| What do Fred Tomaselli & Picasso have in Common?
Every culture has produced more artists and writers who, as a part of their times, produce work that serves to support the culture as it is. Great artists are iconoclasts that can be understood. While upending the status quo, they do it in such a way that the can be at least understood, maybe even appreciated even by those who are culturally conservative. All art should at least entertain. Entertainment is a diversion. It takes one's focus away from one's general concerns and for some measurable amount of time rivets it to itself. According to reports, Horror movies are currently providing the biggest box office. I suppose that if one is willing to suspend belief, then sitting in a darkened theater, a good horror movie could cause one to forget the threats of terrorism, war, economic woes, etc. That's what entertainment does; it takes one out of one's own preoccupations for at least a moment. It is a kind of a rest or break and that's refreshing. Entertainment comes in many forms, including puzzles, sports, watching children or animals, concerts, movies and of course, fine art. Although gallery show openings can be entertaining, sometimes it seems people are more entertained by each other than by the art. Generally we chose to be entertained. We chose to focus our attention. Sometimes our attention is drawn and captured. Some of the greatest paintings ever demand one's attention when personally viewed. Wandering through MoMA, I watch as people try to move through certain galleries on their way to an exhibit. Certain paintings grab museum visitors' attention, even briefly, no matter how familiar they are with the works. They sort of startle one all over again. They have that kind of energy and presence. Charisma. Many of these paintings were even controversial in their day. Although Picasso's Les Demoiselles d'Avignon is not something I would wish to hang in my bedroom, even if I could afford the original, still it is very difficult just to plod on past it. Van Gogh's Starry Night almost always has a small group collected around them, while other fine (but not as arresting) paintings are often ignored.

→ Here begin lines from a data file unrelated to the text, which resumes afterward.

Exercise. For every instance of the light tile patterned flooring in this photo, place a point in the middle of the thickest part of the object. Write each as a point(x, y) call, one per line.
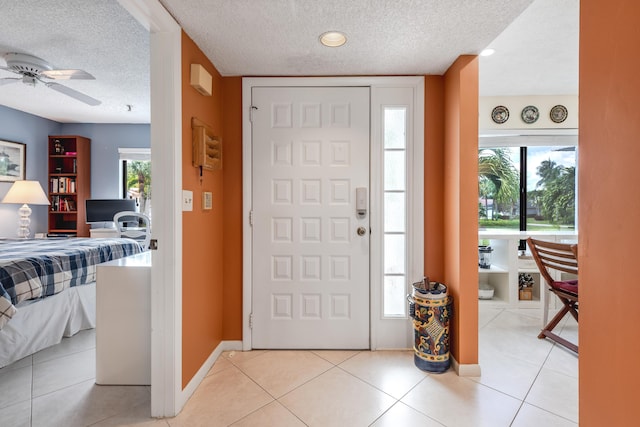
point(524, 382)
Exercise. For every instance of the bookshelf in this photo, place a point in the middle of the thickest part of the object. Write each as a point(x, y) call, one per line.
point(69, 184)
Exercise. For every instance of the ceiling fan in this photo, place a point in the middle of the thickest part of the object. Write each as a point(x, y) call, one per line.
point(33, 70)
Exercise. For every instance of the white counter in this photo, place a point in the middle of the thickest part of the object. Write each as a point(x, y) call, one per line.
point(123, 321)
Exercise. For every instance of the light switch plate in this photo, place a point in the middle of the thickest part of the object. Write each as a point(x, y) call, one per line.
point(207, 200)
point(187, 200)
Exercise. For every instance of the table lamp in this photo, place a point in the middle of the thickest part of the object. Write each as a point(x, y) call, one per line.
point(25, 192)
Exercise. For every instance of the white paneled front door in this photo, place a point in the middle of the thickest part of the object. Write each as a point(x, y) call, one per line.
point(310, 258)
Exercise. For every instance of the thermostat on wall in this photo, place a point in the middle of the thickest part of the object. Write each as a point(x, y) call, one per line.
point(207, 200)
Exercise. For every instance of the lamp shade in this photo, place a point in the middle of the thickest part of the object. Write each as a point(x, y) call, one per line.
point(28, 192)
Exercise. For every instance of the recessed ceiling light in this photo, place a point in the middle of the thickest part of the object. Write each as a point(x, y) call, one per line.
point(333, 39)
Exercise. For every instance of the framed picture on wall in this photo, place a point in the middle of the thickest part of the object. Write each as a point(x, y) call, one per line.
point(12, 161)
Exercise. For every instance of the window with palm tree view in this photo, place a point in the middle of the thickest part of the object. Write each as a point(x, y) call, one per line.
point(136, 183)
point(527, 188)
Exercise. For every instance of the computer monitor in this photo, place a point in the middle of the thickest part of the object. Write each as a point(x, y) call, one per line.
point(103, 210)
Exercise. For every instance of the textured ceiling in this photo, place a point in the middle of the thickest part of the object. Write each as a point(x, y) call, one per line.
point(280, 37)
point(99, 37)
point(537, 54)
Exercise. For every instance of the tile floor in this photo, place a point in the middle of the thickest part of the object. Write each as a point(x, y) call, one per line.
point(524, 382)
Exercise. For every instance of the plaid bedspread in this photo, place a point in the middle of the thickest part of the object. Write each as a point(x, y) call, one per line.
point(38, 268)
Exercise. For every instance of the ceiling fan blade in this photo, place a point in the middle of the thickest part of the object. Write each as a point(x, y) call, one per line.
point(73, 93)
point(67, 75)
point(7, 80)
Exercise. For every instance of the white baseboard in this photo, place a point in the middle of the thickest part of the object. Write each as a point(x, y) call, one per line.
point(467, 370)
point(192, 386)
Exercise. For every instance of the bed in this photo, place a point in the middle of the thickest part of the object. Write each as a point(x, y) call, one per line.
point(47, 289)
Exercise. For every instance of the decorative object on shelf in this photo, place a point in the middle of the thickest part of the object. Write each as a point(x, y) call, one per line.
point(12, 161)
point(485, 291)
point(207, 147)
point(500, 114)
point(558, 114)
point(530, 114)
point(58, 148)
point(484, 256)
point(25, 192)
point(525, 286)
point(69, 184)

Why? Great works of art reach across space (hence time), communicate profoundly and change our world view. They allow us the privilege of seeing through another's eyes – a true form of intimacy. When the eyes we are permitted to see through are wise about their subject, whatever the subject, we perceive it as great art.
Great paintings seem to always embody a dichotomy of opposites into a unity. As such they mirror life, which can hold the searing grief of the loss of a beloved close relative along with the joy and wonder of seeing one's own baby grandchild at a funeral reception. For example, the dichotomy of the in-your-face bravado along side the pain and fearful hiding behind a mask of the Les Demoiselles d'Avignon . Picasso understood these prostitutes, and through his eyes we come to know them too. His depiction of their bodies is fractured, angular, hard yet naked and vulnerable, depicting their essential selves.

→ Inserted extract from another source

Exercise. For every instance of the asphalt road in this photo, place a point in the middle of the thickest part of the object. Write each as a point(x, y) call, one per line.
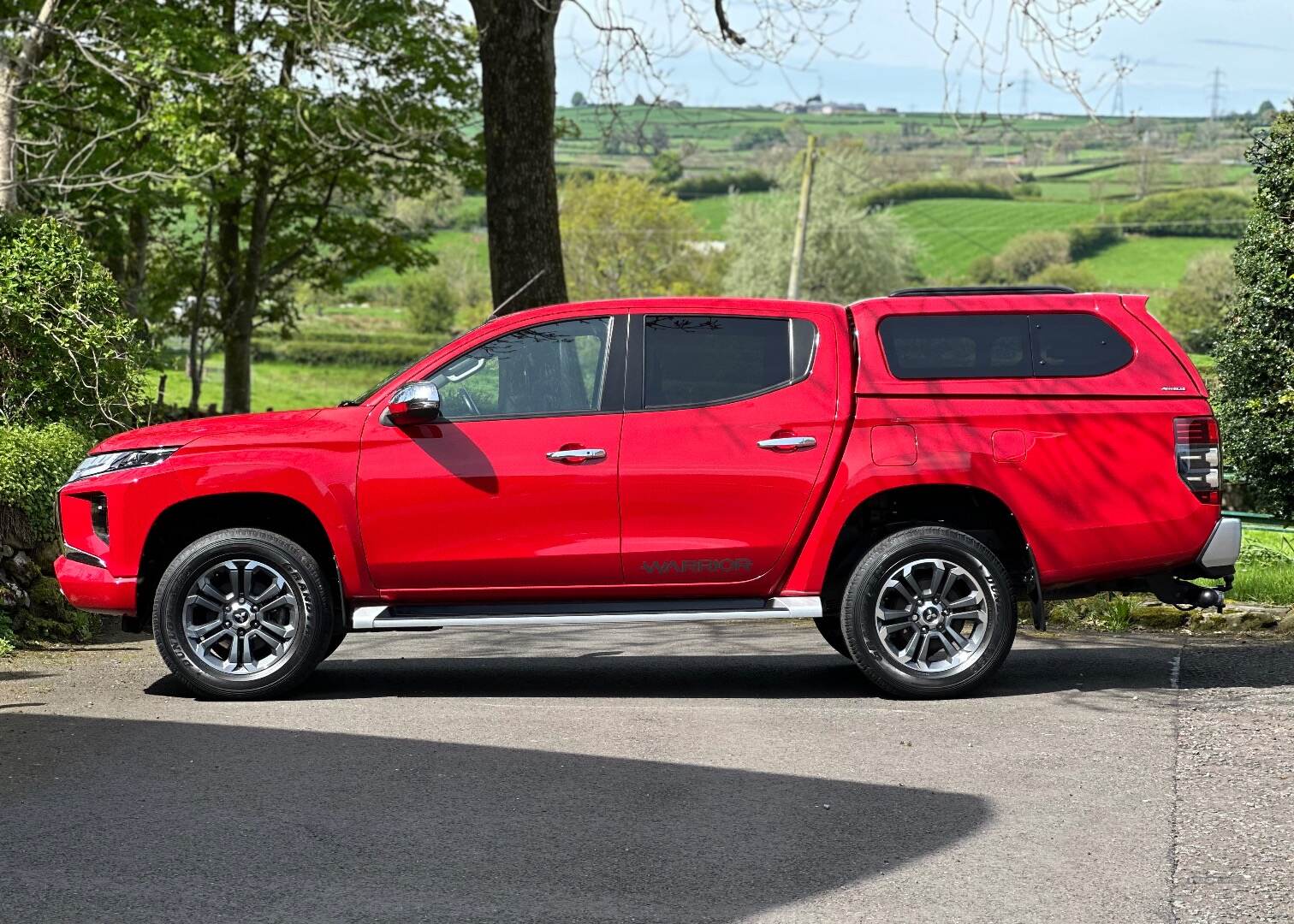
point(680, 773)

Recently, I went to the Fred Tomaselli show at the James Cohan Gallery in Manhattan's downtown Chelsea district. There are a few wonderful shows of currently in the area, such as Matthew Ritchie at Andrea Rosen and Elizabeth Murray at Pace Wildenstein. Other shows might be worthy of a blog, too.
The first time I encountered Fred Tomaselli's work, it was through a middle size photo in art magazine. I thought he was very clever but fell more into design than art. Glorious and fun design for sure. Have I mentioned that I make mistakes? OK, we can let me slightly off the hook in that the size of the photo did not do that painting justice.
Fred Tomaselli creates grand worlds within worlds. He reaches beneath the beauty of an image to suggest many layers of meaning that add up to form its reality. His textures of images and nuances are fascinating. He creates wondrous dichotomies through the juxtaposition of collaged images and we see a larger realty that seems to be beautiful, until we begin to explore the tiny images that form that reality. Fred Tomaselli captures a special dichotomy that glitters with meaning, both glorious and horrific.
Tomaselli is also at times a spiritual or religious painter. Many of his overall images (created by tiny other images) deal with the creation story of Adam and Eve and Judeo-Christian symbology. In contemporary art Fred Tomaselli's work, along with Chuck Close's helped artistically inspire my work, which in its own way also deals with the small symbols of reality making up a whole. The glass is always full if we learn how to focus on the true reality.